La constitution d’unités de gestion viables permet de mutualiser les moyens de production, de rationaliser les politiques de coupe et d’engendrer des économies d’échelle importantes. Pour ce faire, le conseil départemental s’appuie notamment sur les dispositions de la loi du 13 octobre 2014 d’avenir pour l’agriculture, l’alimentation et la forêt, laquelle favorise la constitution de groupements d’intérêt économique et environnemental, les GIEE, et simplifie les regroupements forestiers. Un groupement d’intérêt public, ou GIP, rassemblant les divers acteurs concernés du département – le conseil départemental, l’État via la direction départementale des territoires, la Fédération pastorale de l’Ariège, la chambre d’agriculture, le parc naturel régional et le centre de formation pour la promotion agricole, le CFPPA –, permettra d’instituer un lieu de régulation et de coordination en vue d’une gouvernance partagée et d’une mutualisation des moyens et personnels, dans le contexte de la fin de la clause de compétence générale issue de la loi du 7 août 2015 portant nouvelle organisation territoriale de la République, dite loi NOTRe.

Cette gestion proactive des parcelles forestières recèle de nombreux effets positifs. Le travail en amont au niveau de la production favorise le développement de la filière en aval, offrant des débouchés en circuit court pour les propriétaires forestiers – ce sont souvent des agriculteurs –, qui en tirent des compléments de revenus. Ce cercle vertueux est porteur d’une relocalisation économique de l’ensemble de la filière, dont nos territoires ruraux ont besoin pour créer des emplois et de la valeur ajoutée.

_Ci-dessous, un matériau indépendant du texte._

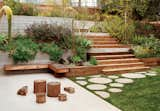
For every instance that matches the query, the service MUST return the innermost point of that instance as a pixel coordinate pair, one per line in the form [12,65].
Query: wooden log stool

Le développement de la sylviculture et une gestion durable des forêts assurent, en outre, des progrès substantiels en termes de qualité environnementale, et contribuent à améliorer la qualité de vie des habitants et à accroître l’attrait touristique d’un territoire.

Parce que nous connaissons le terrain, ainsi que nos administrés, lesquels sont souvent des propriétaires, notre rôle en tant qu’élus proches des territoires est, dès lors, primordial pour soutenir le déclenchement de telles démarches et jouer un rôle de médiateur entre les attentes individuelles et les intérêts collectifs au travers de ces microprojets.

Grâce à de nouvelles méthodes d’aménagement du territoire, la forêt pourrait certainement être perçue comme l’un des moteurs de l’économie de nos territoires ruraux de montagne, et non plus, faute d’être exploitée, comme un danger.